Contact lens wearers face the highest risk. CDC data shows that nearly one third of contact lens wearers have experienced a lens-related red or painful eye serious enough to need a doctor visit. The hygiene habits that raise your risk are extremely common: about half of wearers have slept overnight in their lenses, over 80% have napped in them, and more than a third have rinsed lenses in tap water. Roughly half have also worn lenses longer than the recommended replacement schedule. If you wear contacts and develop pain, redness, or blurred vision, remove your lenses immediately and get evaluated the same day if possible.
How Eye Infections Are Diagnosed
Most cases of pink eye can be diagnosed based on your symptoms and a visual exam alone. For more complex infections, especially suspected keratitis, your eye doctor has a few tools. A penlight exam checks your pupil’s response, and a special dye applied to the surface of the eye can reveal scratches or damage to the cornea under the light. A slit-lamp exam uses high magnification and a bright, focused light to look at the cornea and surrounding structures in detail. In some cases, a small sample of tears or corneal cells is sent to a lab to identify the specific organism causing the infection and guide treatment.

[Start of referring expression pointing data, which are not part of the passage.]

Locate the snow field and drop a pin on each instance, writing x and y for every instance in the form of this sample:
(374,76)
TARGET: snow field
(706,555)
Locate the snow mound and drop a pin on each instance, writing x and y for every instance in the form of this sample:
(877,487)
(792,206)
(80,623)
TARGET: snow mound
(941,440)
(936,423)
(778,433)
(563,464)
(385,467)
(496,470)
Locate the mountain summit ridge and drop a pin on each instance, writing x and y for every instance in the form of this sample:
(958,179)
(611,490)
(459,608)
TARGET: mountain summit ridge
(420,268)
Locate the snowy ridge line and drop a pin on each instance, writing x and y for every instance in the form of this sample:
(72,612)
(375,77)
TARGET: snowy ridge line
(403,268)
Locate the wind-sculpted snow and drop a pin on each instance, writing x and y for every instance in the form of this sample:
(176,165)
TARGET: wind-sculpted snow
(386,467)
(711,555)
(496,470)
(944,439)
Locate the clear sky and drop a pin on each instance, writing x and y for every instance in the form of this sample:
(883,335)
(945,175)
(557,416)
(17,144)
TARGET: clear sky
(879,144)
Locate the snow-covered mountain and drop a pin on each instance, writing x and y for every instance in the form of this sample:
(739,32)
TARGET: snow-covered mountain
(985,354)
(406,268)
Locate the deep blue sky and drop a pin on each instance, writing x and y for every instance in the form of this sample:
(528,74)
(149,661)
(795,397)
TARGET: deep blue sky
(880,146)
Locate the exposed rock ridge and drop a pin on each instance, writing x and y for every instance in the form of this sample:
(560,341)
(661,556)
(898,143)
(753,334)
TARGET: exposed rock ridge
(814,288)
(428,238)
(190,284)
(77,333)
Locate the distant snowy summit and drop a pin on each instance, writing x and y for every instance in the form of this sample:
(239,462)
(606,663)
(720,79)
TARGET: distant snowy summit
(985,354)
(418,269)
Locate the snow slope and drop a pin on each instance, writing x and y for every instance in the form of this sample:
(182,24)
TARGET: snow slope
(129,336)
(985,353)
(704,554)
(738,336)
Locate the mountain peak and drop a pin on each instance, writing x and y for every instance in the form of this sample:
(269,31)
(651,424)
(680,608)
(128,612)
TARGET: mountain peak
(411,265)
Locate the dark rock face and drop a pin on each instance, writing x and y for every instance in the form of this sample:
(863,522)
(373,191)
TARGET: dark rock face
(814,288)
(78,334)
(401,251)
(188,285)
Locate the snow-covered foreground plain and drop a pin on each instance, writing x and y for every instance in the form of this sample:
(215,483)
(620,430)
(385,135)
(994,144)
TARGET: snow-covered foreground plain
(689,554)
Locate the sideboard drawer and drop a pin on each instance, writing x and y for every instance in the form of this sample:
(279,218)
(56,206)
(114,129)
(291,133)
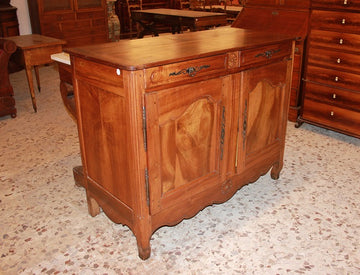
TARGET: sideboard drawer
(334,59)
(334,96)
(335,21)
(184,71)
(336,40)
(332,116)
(264,54)
(336,4)
(333,77)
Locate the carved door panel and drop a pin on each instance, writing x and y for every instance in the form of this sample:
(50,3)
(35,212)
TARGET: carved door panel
(263,91)
(186,139)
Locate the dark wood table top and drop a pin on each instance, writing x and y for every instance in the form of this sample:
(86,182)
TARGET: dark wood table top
(138,54)
(30,41)
(180,13)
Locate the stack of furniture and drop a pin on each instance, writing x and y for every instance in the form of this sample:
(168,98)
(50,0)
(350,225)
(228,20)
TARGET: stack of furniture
(122,11)
(9,25)
(79,22)
(7,101)
(332,73)
(286,17)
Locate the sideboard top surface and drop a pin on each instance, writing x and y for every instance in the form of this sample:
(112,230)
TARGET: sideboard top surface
(150,52)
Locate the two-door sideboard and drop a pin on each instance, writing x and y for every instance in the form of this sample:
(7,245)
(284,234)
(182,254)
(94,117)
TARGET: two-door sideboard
(169,125)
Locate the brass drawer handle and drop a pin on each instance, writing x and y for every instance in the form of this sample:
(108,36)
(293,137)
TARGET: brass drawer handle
(268,54)
(191,71)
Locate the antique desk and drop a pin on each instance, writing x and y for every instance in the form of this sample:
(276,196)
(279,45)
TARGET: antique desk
(164,133)
(34,50)
(177,19)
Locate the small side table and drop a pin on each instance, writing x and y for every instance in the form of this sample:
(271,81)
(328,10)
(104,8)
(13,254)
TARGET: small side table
(34,50)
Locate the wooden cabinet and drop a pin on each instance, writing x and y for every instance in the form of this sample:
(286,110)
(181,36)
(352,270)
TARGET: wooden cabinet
(331,86)
(281,16)
(9,25)
(79,22)
(165,133)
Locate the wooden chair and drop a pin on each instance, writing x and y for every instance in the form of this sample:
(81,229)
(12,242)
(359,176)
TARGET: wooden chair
(7,101)
(197,5)
(184,4)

Signs You Need Urgent Care
Most eye infections are annoying but not dangerous. A few specific symptoms, however, signal something that needs fast attention:
- Any change in vision, including blurring or double vision, especially if it came on suddenly
- Significant eye pain combined with redness, rather than just mild irritation
- Eye pain with nausea or headache, which can indicate conditions like glaucoma
- Symptoms that worsen after several days instead of gradually improving
- Light sensitivity severe enough to make normal indoor lighting uncomfortable
A standard case of viral pink eye should start improving within a week, and bacterial pink eye within 10 days. If your symptoms are getting worse rather than better within that window, or if you develop pain or vision changes at any point, that timeline shifts from “wait and see” to “get seen today.”